Der Mann hatte sich bei der Sanagate AG im telemedizinischen Versicherungsmodell SanaCall krankenversichert. Bei dieser Versicherungsform verpflichtet sich die versicherte Person, die Dienste des Zentrums für Telemedizin (Medgate) in Anspruch zu nehmen, bevor er einen Arzt konsultiert oder sich in Behandlung gibt.

Daran hielt sich der Versicherte nicht. Ohne zuvor das Medgate zu kontaktieren, liess er sich von einem Arzt und von einem Spital medizinisch behandeln.
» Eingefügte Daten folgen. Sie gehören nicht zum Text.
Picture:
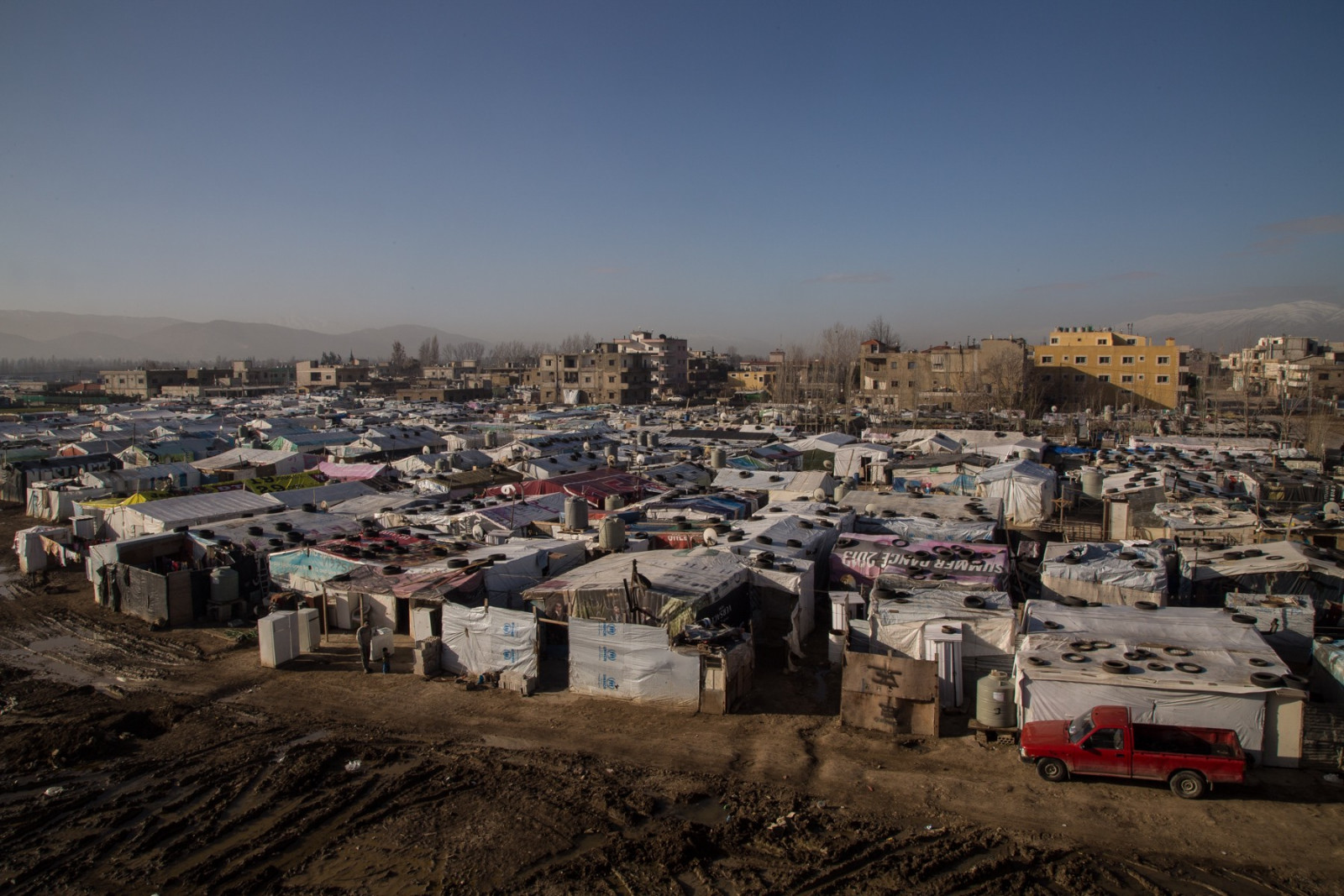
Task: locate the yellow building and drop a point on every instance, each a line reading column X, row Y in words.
column 1084, row 367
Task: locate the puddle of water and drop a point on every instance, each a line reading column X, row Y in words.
column 706, row 810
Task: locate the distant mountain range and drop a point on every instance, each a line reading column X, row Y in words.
column 1236, row 328
column 171, row 340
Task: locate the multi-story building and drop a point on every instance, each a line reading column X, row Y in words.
column 601, row 375
column 669, row 360
column 1287, row 365
column 311, row 376
column 965, row 378
column 1084, row 367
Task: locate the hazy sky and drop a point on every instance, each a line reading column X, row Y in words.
column 528, row 170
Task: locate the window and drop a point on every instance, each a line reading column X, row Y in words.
column 1108, row 739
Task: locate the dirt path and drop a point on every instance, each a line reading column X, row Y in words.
column 172, row 763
Klar und unmissverständlich

Dies muss der Mann nun bitter büssen. Seine Krankenkasse weigerte sich, die Rechnungen in Höhe von total 3 402 Franken zu bezahlen. Sowohl das Versicherungsgericht des Kantons Aargau als auch das Bundesgericht haben sich auf die Seite der Krankenkasse gestellt.

Das Reglement sei klar und unmissverständlich, heisst es im Urteil des Bundesgerichts. Wer dieses Versicherungsmodell wähle, müsse sich – ausser bei Notfällen und anderen im Reglement angeführten Behandlungen wie etwa gynäkologische oder augenärztlich Leistungen – immer zuerst telefonisch bei einem Arzt des Beratungszentrums melden, der dann den Behandlungspfad festlege.

Tiefere Prämien

Dank dieser Vorprüfungspflicht könne die Krankenkasse die Prämien für die Versicherung vermindern. Umgekehrt sei mit dieser Prämienreduktion zwingend auch ein höheres Kostenrisiko verbunden, wenn sich die versicherte Person nicht an die einschränkende Bedingung hält.
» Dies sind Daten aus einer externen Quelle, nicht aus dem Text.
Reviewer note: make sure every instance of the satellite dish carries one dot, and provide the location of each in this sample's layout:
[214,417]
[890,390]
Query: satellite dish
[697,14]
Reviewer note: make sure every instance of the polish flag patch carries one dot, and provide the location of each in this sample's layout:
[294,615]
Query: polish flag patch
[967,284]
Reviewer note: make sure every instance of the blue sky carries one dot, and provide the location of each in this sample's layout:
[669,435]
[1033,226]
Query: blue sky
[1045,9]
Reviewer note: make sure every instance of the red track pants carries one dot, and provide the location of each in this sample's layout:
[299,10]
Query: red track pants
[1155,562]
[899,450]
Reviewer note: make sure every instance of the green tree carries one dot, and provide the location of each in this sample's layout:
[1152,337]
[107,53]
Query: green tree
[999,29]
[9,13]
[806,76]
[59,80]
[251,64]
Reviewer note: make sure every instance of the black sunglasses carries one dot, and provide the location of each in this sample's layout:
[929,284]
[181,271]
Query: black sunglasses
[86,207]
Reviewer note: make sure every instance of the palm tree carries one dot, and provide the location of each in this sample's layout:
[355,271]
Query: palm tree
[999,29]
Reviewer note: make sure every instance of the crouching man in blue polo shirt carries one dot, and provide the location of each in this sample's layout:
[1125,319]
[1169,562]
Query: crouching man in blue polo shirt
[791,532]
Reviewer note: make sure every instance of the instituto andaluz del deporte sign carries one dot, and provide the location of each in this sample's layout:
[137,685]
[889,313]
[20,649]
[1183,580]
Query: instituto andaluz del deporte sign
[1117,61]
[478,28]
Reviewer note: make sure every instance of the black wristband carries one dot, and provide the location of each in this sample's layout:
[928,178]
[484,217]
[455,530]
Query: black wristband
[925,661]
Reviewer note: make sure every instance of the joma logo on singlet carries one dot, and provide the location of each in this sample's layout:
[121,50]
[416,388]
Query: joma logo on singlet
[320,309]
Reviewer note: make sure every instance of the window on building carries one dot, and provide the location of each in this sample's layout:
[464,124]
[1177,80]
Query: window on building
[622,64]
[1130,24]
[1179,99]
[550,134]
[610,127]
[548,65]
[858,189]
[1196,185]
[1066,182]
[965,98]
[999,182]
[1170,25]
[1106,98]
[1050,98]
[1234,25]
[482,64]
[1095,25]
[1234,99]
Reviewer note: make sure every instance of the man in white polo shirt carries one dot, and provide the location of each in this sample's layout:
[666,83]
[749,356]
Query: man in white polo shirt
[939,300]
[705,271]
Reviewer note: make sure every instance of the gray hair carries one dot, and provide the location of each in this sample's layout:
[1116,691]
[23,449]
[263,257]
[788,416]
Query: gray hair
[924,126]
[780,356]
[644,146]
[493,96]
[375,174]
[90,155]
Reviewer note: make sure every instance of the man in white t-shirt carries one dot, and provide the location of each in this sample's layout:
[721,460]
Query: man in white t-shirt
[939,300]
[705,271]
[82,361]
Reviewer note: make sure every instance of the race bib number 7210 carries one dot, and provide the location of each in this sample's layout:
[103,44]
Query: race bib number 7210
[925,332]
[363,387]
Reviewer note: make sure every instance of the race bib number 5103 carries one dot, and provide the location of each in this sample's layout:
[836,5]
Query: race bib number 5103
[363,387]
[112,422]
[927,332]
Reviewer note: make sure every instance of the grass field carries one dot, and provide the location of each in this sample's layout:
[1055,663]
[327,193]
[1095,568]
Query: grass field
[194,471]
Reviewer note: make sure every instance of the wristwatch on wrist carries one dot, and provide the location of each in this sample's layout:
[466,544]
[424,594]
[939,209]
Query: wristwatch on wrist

Die Verweigerung der Leistungspflicht in solchen Fällen ist laut Gericht auch nicht unverhältnismässig, sondern sei – gleichermassen wie bei der Hausarzt- und HMO-Versicherung - gerade der Kern dieses Versicherungsmodells.

Damit steht nun definitiv fest, dass der Mann die Arzt- und Spitalleistungen trotz Versicherung selber bezahlen muss.